Expand to read notes on what these models are and what their properties represent

• ChatName:
  • Maps a GitLab User to a Slack User ID (the chat_id is the Slack User ID like "UF8CHANLW" and not a foreign key to anything).
  • The Slack User ID is sent during a slash command so we can use ChatName to identify a GitLab user from a request from Slack.
  • The strange model name, I think, was born out of earlier work to add Mattermost functionality (open source Slack clone, Mattermost is bundled with Omnibus) when the ChatTeam model was added in gitlab-foss!8746 (merged) (issue gitlab-foss#23964 (closed)).
• SlackIntegration:
  • Should not be confused with Integrations::Slack or any of our three slack integrations 🙃; its purpose is the equivalent of data fields tables (a place to store extra data outside of the integrations table).
  • It's used to look up a Gitlab integration through its team_id property and alias property.
    • The team_id property is not a foreign key (and has nothing to do with ChatTeam) but is a string ID of a Mattermost Team, or Slack Workspace sent during a slash command (e.g. "T02192311").
    • alias is the associated integration's project's full path.
• ChatTeam doesn't appear to play a role in Slack and I think is Mattermost-only.

Expand to read how this modelling is used to identify a GitLab \`User\` from a Slack request.

1. Request comes to slack/trigger API endpoint with params containing the team_id (ID in Slack of the workspace) and user_id (ID in Slack of the user). All params are passed to SlashCommands::GlobalSlackHandler.
2. In SlashCommands::GlobalSlackHandler, the associated Integrations::GitlabSlackApplication is found and the integration and params are passed to ChatNames::FindUserService.
3. In ChatNames::FindUserService, the associated ChatName is found by the team_id , user_id and integration.
4. The associated GitLab user can then be found from ChatName.

⏩ Proposed re-modelling (technical)

We would create two new models, neither of which would require an associated integration:

• Integrations::Slack::Workspace would replaces SlackIntegration.
• Integrations::Slack::User would replace ChatName.

We would migrate all Slack users from ChatName to Integrations::Slack::User (leaving Mattermost ChatName records), and migrate team_id and team_name and bot data from SlackIntegration to Integrations::Slack::Workspace. The SlackIntegration#alias property would be migrated to the integration's encrypted properties.

This would be the modelling:

erDiagram
  Integrations_Slack_Workspace
  Integrations_Slack_User }o--|| User : "belongs to"
  Integrations_Slack_Workspace ||--o{ Integrations_Slack_User : "has many"          

  Integrations_Slack_User {
      integer workspace_id
      string slack_id
      integer user_id
  }

  Integrations_Slack_Workspace {
      string slack_id
      string token
  }

When a project/group integration needs to be created, they would be associated in this way:

erDiagram
  Integrations_Slack_User }o--|| User : "belongs to"
  Integrations_Slack_Workspace ||--o{ Integrations_Slack_User : "has many"
  Integrations_GitlabSlackApplication ||--|| Project : "belongs to"
  Integrations_Slack_Workspace ||--o{ Integrations_GitlabSlackApplication : "has many"

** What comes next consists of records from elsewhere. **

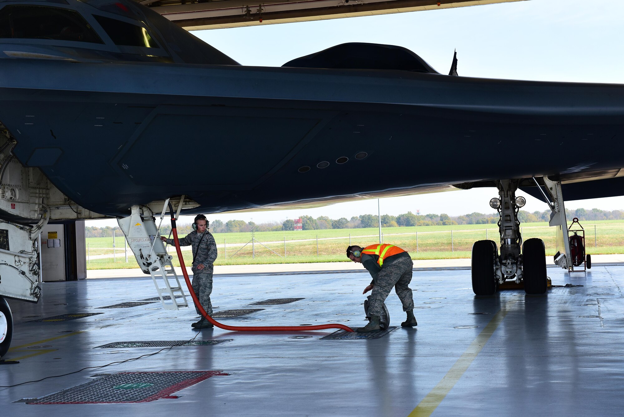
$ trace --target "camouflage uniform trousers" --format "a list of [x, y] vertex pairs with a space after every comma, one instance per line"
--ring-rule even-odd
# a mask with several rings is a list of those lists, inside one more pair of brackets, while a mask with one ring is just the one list
[[[214, 270], [211, 265], [204, 268], [201, 271], [193, 268], [193, 290], [197, 295], [199, 303], [206, 310], [209, 316], [212, 315], [212, 303], [210, 302], [210, 293], [212, 292], [212, 272]], [[195, 307], [197, 314], [201, 315], [199, 308]]]
[[377, 274], [377, 279], [371, 295], [371, 306], [368, 308], [369, 315], [381, 315], [384, 302], [388, 298], [392, 287], [396, 291], [403, 311], [407, 312], [414, 308], [414, 299], [412, 290], [407, 285], [412, 280], [412, 268], [414, 262], [409, 257], [401, 258], [392, 264], [381, 268]]

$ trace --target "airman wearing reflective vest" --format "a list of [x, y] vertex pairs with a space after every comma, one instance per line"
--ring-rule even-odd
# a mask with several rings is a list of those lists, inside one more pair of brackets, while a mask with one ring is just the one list
[[401, 325], [414, 327], [418, 324], [414, 316], [412, 290], [408, 287], [412, 280], [412, 268], [414, 267], [409, 253], [394, 245], [382, 243], [364, 248], [354, 245], [347, 248], [347, 257], [364, 265], [373, 277], [371, 284], [362, 293], [365, 294], [373, 290], [368, 308], [371, 321], [364, 327], [358, 329], [358, 331], [381, 331], [379, 316], [384, 302], [392, 287], [403, 305], [403, 311], [407, 313], [407, 319]]

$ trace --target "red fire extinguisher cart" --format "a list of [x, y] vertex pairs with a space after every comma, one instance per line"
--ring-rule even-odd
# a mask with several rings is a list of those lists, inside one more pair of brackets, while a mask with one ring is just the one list
[[[575, 227], [575, 223], [578, 228]], [[573, 234], [570, 236], [570, 232], [572, 232]], [[592, 268], [592, 255], [585, 255], [585, 229], [578, 222], [578, 217], [572, 219], [572, 223], [568, 228], [568, 235], [570, 239], [570, 254], [572, 257], [570, 270], [571, 272], [581, 272], [590, 269]], [[583, 269], [578, 268], [582, 265]], [[577, 267], [577, 269], [574, 268], [575, 267]]]

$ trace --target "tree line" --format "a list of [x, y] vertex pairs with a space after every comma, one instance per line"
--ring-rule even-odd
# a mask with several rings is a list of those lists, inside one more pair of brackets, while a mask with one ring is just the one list
[[[624, 212], [619, 210], [613, 211], [592, 208], [577, 208], [576, 210], [565, 210], [568, 220], [572, 220], [574, 217], [578, 217], [580, 221], [583, 220], [611, 220], [624, 218]], [[363, 214], [359, 216], [353, 216], [350, 219], [346, 217], [340, 218], [329, 218], [328, 216], [319, 216], [314, 218], [312, 216], [300, 216], [304, 230], [318, 230], [329, 228], [361, 228], [366, 227], [379, 227], [379, 218], [376, 214]], [[543, 212], [535, 211], [532, 213], [523, 210], [518, 213], [518, 218], [520, 223], [534, 223], [536, 222], [548, 222], [550, 218], [550, 210]], [[381, 216], [381, 226], [383, 227], [401, 227], [406, 226], [434, 226], [434, 225], [453, 225], [465, 224], [496, 224], [499, 221], [498, 213], [484, 214], [475, 212], [461, 216], [449, 216], [448, 214], [429, 213], [426, 215], [414, 214], [407, 212], [397, 216], [390, 214], [384, 214]], [[231, 220], [225, 223], [217, 220], [210, 222], [210, 231], [212, 233], [235, 233], [241, 232], [279, 232], [295, 230], [295, 220], [288, 219], [283, 222], [268, 222], [266, 223], [256, 223], [253, 222]], [[85, 228], [87, 237], [110, 237], [115, 230], [116, 236], [122, 237], [122, 233], [119, 227], [95, 227], [94, 226]], [[178, 223], [178, 233], [186, 235], [192, 232], [191, 224]], [[171, 231], [171, 226], [163, 225], [160, 228], [160, 234], [168, 235]]]

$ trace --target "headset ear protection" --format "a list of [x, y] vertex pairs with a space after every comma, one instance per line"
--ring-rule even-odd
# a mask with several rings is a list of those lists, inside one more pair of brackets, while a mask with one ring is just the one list
[[192, 227], [193, 227], [193, 230], [197, 230], [197, 220], [205, 220], [206, 221], [206, 230], [208, 230], [208, 227], [210, 225], [210, 222], [208, 221], [207, 218], [206, 218], [206, 216], [202, 215], [201, 217], [200, 217], [199, 218], [197, 218], [197, 220], [195, 222], [193, 222], [193, 226], [192, 226]]

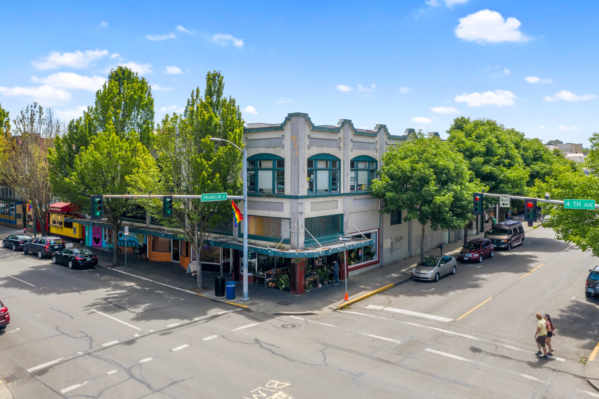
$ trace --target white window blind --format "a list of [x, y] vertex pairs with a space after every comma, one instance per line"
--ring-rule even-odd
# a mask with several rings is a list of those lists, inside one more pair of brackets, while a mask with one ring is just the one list
[[[319, 161], [320, 162], [320, 161]], [[329, 191], [329, 171], [319, 170], [316, 171], [317, 175], [316, 177], [316, 189], [319, 192], [325, 192]]]
[[273, 171], [258, 171], [258, 191], [273, 192]]

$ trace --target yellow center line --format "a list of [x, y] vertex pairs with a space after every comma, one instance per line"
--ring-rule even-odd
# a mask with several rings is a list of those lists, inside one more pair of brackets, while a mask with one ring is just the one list
[[527, 276], [528, 276], [528, 274], [530, 274], [531, 273], [533, 273], [533, 271], [534, 271], [535, 270], [536, 270], [537, 269], [538, 269], [539, 268], [540, 268], [541, 266], [543, 266], [544, 264], [545, 264], [541, 263], [540, 265], [539, 265], [537, 267], [534, 268], [534, 269], [533, 269], [532, 270], [531, 270], [530, 271], [529, 271], [528, 273], [527, 273], [524, 276], [523, 276], [521, 277], [520, 277], [520, 279], [522, 280], [522, 279], [524, 279], [524, 277], [525, 277]]
[[466, 313], [465, 313], [464, 315], [462, 315], [459, 318], [458, 318], [457, 319], [456, 319], [455, 321], [458, 321], [460, 319], [468, 316], [468, 315], [470, 314], [470, 313], [471, 313], [473, 311], [474, 311], [474, 310], [476, 310], [476, 308], [479, 307], [479, 306], [482, 306], [483, 305], [484, 305], [485, 304], [486, 304], [487, 302], [488, 302], [489, 301], [491, 300], [492, 299], [493, 299], [492, 297], [491, 297], [489, 299], [488, 299], [488, 300], [486, 300], [482, 302], [481, 303], [479, 304], [476, 306], [474, 306], [473, 308], [472, 308], [471, 309], [470, 309], [470, 310], [468, 310], [468, 312], [467, 312]]
[[597, 351], [599, 350], [599, 342], [597, 343], [597, 346], [595, 347], [593, 349], [593, 352], [591, 353], [591, 356], [589, 356], [589, 361], [592, 362], [595, 360], [595, 355], [597, 354]]

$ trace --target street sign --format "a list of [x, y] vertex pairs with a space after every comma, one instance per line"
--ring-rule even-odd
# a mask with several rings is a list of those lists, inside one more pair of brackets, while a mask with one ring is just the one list
[[226, 201], [226, 193], [216, 192], [211, 194], [202, 194], [201, 200], [202, 202], [211, 201]]
[[501, 208], [509, 208], [510, 207], [510, 195], [509, 194], [500, 194], [499, 195], [499, 206]]
[[564, 207], [566, 209], [590, 209], [595, 210], [595, 200], [564, 200]]

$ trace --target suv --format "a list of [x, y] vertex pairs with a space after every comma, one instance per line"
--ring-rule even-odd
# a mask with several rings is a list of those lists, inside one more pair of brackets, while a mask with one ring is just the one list
[[41, 237], [34, 238], [31, 243], [25, 243], [23, 246], [23, 253], [27, 255], [29, 252], [37, 253], [38, 258], [41, 259], [44, 256], [65, 249], [65, 243], [59, 237]]
[[521, 222], [506, 220], [493, 226], [485, 237], [495, 248], [510, 250], [512, 247], [524, 243], [524, 228]]
[[589, 276], [586, 277], [586, 283], [585, 285], [585, 296], [588, 298], [591, 295], [599, 295], [599, 266], [595, 268], [589, 269]]
[[483, 259], [487, 256], [492, 258], [495, 256], [495, 249], [488, 238], [475, 238], [468, 241], [468, 244], [462, 247], [458, 259], [460, 261], [468, 262], [476, 261], [482, 263]]

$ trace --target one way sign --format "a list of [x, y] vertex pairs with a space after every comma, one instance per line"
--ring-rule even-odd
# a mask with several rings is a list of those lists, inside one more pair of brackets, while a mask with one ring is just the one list
[[510, 207], [510, 195], [509, 194], [499, 195], [499, 206], [501, 208]]

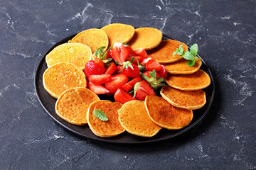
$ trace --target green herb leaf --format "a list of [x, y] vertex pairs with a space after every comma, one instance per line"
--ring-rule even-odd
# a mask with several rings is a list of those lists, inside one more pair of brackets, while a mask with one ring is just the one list
[[94, 110], [94, 115], [99, 118], [100, 120], [102, 121], [107, 121], [108, 118], [107, 118], [107, 115], [101, 110], [98, 109], [95, 109]]

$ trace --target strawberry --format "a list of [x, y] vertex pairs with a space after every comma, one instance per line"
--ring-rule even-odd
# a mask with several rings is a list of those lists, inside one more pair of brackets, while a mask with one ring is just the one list
[[94, 84], [105, 84], [110, 81], [110, 74], [90, 75], [89, 76], [89, 81]]
[[141, 56], [141, 57], [142, 57], [144, 58], [147, 58], [147, 57], [148, 57], [148, 55], [146, 54], [146, 52], [144, 48], [137, 50], [134, 52], [135, 52], [137, 55]]
[[[166, 70], [163, 64], [160, 64], [160, 65], [161, 69], [160, 69], [160, 71], [158, 72], [159, 76], [166, 78], [167, 76]], [[156, 76], [157, 76], [157, 73], [156, 73]]]
[[129, 91], [134, 88], [135, 84], [137, 84], [139, 81], [142, 81], [142, 78], [140, 76], [137, 76], [133, 79], [132, 80], [131, 80], [130, 81], [129, 81], [128, 83], [123, 85], [122, 87], [126, 91]]
[[112, 80], [105, 84], [105, 87], [109, 90], [110, 94], [114, 94], [118, 88], [125, 84], [129, 79], [124, 74], [118, 74], [111, 77]]
[[161, 69], [160, 64], [154, 60], [150, 60], [146, 63], [146, 70], [156, 70], [156, 72], [160, 71]]
[[88, 89], [95, 94], [105, 94], [110, 92], [103, 85], [92, 82], [88, 83]]
[[103, 74], [105, 71], [104, 63], [100, 59], [90, 60], [85, 64], [85, 74], [87, 77], [90, 75]]
[[134, 96], [139, 100], [144, 101], [146, 96], [156, 95], [153, 89], [146, 83], [146, 81], [137, 82], [134, 86]]
[[122, 64], [129, 54], [129, 50], [122, 42], [115, 42], [110, 50], [111, 57], [114, 61]]
[[154, 69], [153, 71], [147, 71], [142, 76], [154, 89], [156, 89], [159, 86], [165, 86], [164, 84], [161, 83], [164, 80], [164, 78], [159, 77], [159, 74], [156, 73]]
[[127, 101], [137, 100], [135, 98], [133, 98], [132, 94], [128, 94], [127, 92], [122, 89], [122, 88], [117, 89], [117, 91], [114, 95], [114, 98], [116, 102], [119, 102], [122, 104]]
[[116, 70], [116, 69], [117, 69], [117, 66], [114, 64], [114, 62], [112, 62], [112, 64], [111, 64], [111, 65], [110, 65], [107, 68], [105, 74], [112, 74]]

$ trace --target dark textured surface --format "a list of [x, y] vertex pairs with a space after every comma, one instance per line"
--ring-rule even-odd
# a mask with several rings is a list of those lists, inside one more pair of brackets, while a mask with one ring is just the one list
[[[255, 18], [255, 1], [1, 1], [0, 169], [256, 169]], [[216, 83], [201, 125], [171, 140], [117, 145], [80, 138], [46, 114], [33, 84], [41, 57], [112, 23], [198, 44]]]

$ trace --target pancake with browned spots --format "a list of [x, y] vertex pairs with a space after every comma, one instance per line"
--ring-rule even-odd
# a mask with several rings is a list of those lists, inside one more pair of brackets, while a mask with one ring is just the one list
[[151, 119], [166, 129], [181, 129], [187, 126], [193, 118], [191, 110], [174, 107], [163, 98], [156, 96], [146, 96], [145, 106]]
[[164, 86], [161, 96], [171, 105], [181, 108], [196, 110], [206, 103], [206, 92], [199, 91], [181, 91], [169, 86]]
[[107, 35], [109, 46], [114, 42], [128, 42], [134, 35], [134, 28], [122, 23], [112, 23], [101, 28]]
[[107, 48], [109, 40], [107, 34], [102, 30], [92, 28], [82, 31], [77, 34], [69, 42], [79, 42], [86, 45], [94, 53], [97, 48], [106, 47]]
[[159, 45], [163, 37], [162, 33], [153, 28], [139, 28], [135, 29], [135, 33], [129, 42], [129, 45], [134, 50], [144, 48], [151, 50]]
[[[99, 137], [112, 137], [124, 132], [124, 128], [118, 120], [117, 110], [122, 104], [110, 101], [95, 101], [89, 107], [87, 113], [87, 120], [90, 129], [95, 135]], [[97, 118], [94, 111], [100, 110], [107, 116], [107, 120], [100, 120]]]
[[173, 56], [173, 53], [181, 45], [183, 45], [182, 47], [184, 52], [188, 50], [186, 45], [181, 42], [173, 40], [161, 40], [159, 45], [156, 48], [147, 52], [148, 57], [151, 57], [161, 64], [178, 61], [182, 59], [183, 57], [178, 55]]
[[198, 71], [202, 64], [202, 61], [197, 59], [193, 67], [188, 67], [186, 64], [188, 61], [188, 60], [183, 58], [175, 62], [165, 64], [164, 65], [166, 72], [171, 74], [188, 74]]
[[209, 76], [201, 69], [190, 74], [167, 74], [165, 81], [170, 86], [183, 91], [201, 90], [210, 84]]
[[86, 113], [89, 106], [99, 97], [83, 87], [72, 88], [64, 91], [55, 103], [55, 112], [67, 122], [82, 125], [87, 124]]
[[48, 68], [43, 75], [45, 89], [54, 98], [73, 87], [86, 87], [85, 74], [78, 67], [60, 62]]
[[121, 125], [131, 134], [152, 137], [161, 128], [150, 119], [143, 101], [127, 102], [118, 110], [118, 113]]

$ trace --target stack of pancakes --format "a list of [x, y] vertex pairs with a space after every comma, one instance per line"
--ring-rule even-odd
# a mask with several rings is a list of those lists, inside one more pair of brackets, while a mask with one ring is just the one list
[[[164, 64], [168, 72], [167, 85], [161, 96], [148, 96], [145, 101], [132, 101], [124, 105], [102, 101], [87, 89], [82, 69], [99, 47], [106, 49], [117, 42], [128, 43], [133, 50], [144, 48], [149, 57]], [[48, 68], [43, 74], [46, 90], [58, 98], [55, 112], [67, 122], [84, 125], [100, 137], [112, 137], [124, 131], [131, 134], [152, 137], [162, 128], [181, 129], [193, 118], [192, 110], [206, 103], [206, 93], [210, 79], [199, 68], [201, 60], [188, 67], [182, 56], [172, 54], [183, 44], [172, 40], [162, 40], [160, 30], [152, 28], [134, 29], [132, 26], [113, 23], [101, 29], [89, 29], [79, 33], [68, 43], [57, 46], [46, 57]], [[97, 118], [94, 112], [102, 110], [108, 120]]]

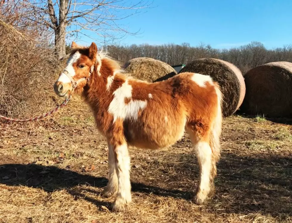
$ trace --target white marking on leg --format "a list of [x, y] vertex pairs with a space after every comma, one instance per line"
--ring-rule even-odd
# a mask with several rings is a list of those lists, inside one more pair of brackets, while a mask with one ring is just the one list
[[[75, 75], [75, 71], [73, 67], [73, 64], [78, 60], [81, 56], [80, 53], [78, 51], [77, 51], [69, 58], [67, 61], [67, 66], [64, 69], [68, 71], [69, 75], [71, 77], [74, 77]], [[59, 77], [58, 81], [64, 83], [71, 83], [71, 80], [63, 72]]]
[[115, 149], [117, 160], [116, 171], [118, 186], [115, 206], [128, 204], [132, 200], [131, 185], [130, 179], [130, 159], [126, 144], [118, 146]]
[[194, 73], [191, 79], [201, 87], [206, 87], [206, 82], [208, 82], [211, 85], [213, 85], [212, 78], [208, 75]]
[[109, 182], [104, 188], [103, 193], [106, 196], [109, 197], [118, 191], [118, 176], [116, 172], [113, 147], [108, 143], [109, 148], [108, 161], [109, 170]]
[[115, 91], [113, 94], [115, 96], [111, 102], [108, 110], [114, 116], [113, 122], [118, 118], [123, 119], [132, 119], [137, 120], [140, 109], [146, 107], [147, 101], [140, 100], [131, 100], [128, 103], [125, 103], [125, 98], [132, 97], [132, 86], [129, 84], [128, 80]]
[[133, 131], [133, 129], [130, 129], [130, 134], [132, 139], [135, 138], [135, 133], [134, 133], [134, 131]]
[[212, 168], [212, 150], [206, 142], [198, 143], [195, 146], [198, 161], [200, 167], [200, 180], [197, 199], [203, 201], [210, 191], [210, 177]]

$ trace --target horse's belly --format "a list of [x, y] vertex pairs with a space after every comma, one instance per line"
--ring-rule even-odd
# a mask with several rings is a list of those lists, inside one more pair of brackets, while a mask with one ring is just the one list
[[169, 122], [130, 125], [127, 141], [130, 145], [141, 148], [157, 149], [169, 146], [183, 135], [185, 121], [183, 120], [178, 124]]

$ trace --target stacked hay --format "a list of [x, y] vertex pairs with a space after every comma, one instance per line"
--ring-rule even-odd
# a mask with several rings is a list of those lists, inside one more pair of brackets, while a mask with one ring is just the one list
[[244, 78], [246, 95], [241, 109], [251, 115], [292, 117], [292, 63], [266, 64]]
[[213, 58], [199, 59], [187, 64], [179, 73], [185, 72], [209, 75], [219, 84], [223, 96], [224, 117], [232, 115], [241, 105], [245, 92], [244, 80], [239, 69], [232, 64]]
[[134, 77], [142, 80], [152, 82], [166, 75], [173, 75], [177, 72], [167, 64], [147, 57], [139, 57], [126, 62], [123, 68], [126, 72], [131, 74]]

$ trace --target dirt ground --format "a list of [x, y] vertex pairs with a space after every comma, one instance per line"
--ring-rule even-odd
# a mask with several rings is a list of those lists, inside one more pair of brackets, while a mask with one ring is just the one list
[[186, 135], [169, 148], [130, 148], [133, 202], [112, 212], [107, 151], [77, 99], [32, 123], [0, 121], [0, 222], [292, 222], [292, 127], [225, 118], [214, 196], [192, 203], [198, 167]]

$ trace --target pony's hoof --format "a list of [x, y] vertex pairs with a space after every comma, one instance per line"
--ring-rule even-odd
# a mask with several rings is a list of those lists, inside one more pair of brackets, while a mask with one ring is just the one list
[[204, 204], [207, 198], [207, 196], [203, 193], [197, 193], [193, 198], [193, 201], [198, 205], [201, 205]]
[[106, 188], [101, 192], [101, 195], [102, 197], [109, 198], [113, 196], [116, 193], [116, 191], [112, 190], [109, 190]]
[[115, 212], [122, 212], [128, 210], [129, 208], [130, 207], [128, 204], [117, 202], [116, 201], [113, 204], [112, 210]]

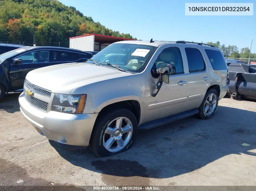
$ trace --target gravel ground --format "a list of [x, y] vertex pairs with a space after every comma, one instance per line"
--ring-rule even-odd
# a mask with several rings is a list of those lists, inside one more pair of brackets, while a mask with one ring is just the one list
[[224, 98], [213, 118], [139, 132], [126, 152], [99, 158], [40, 135], [0, 102], [0, 185], [256, 185], [256, 102]]

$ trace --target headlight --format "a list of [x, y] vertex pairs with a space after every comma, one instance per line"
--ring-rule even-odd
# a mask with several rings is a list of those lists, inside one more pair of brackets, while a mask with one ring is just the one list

  Integrations_Slack_User {
      integer workspace_id
      string slack_id
      integer user_id
  }

  Integrations_Slack_Workspace {
      string slack_id
      string token
  }

The downside is that we would need to migrate a slack_workspace_id FK into the integrations table.

TODO Implementation

Migration

TODO details. One issue per step.

Slack app landing page

TODO details. We would still want people to install the Slack app through GitLab, for us to gain a bot token for the workspace. We wouldn't need them to choose a project first.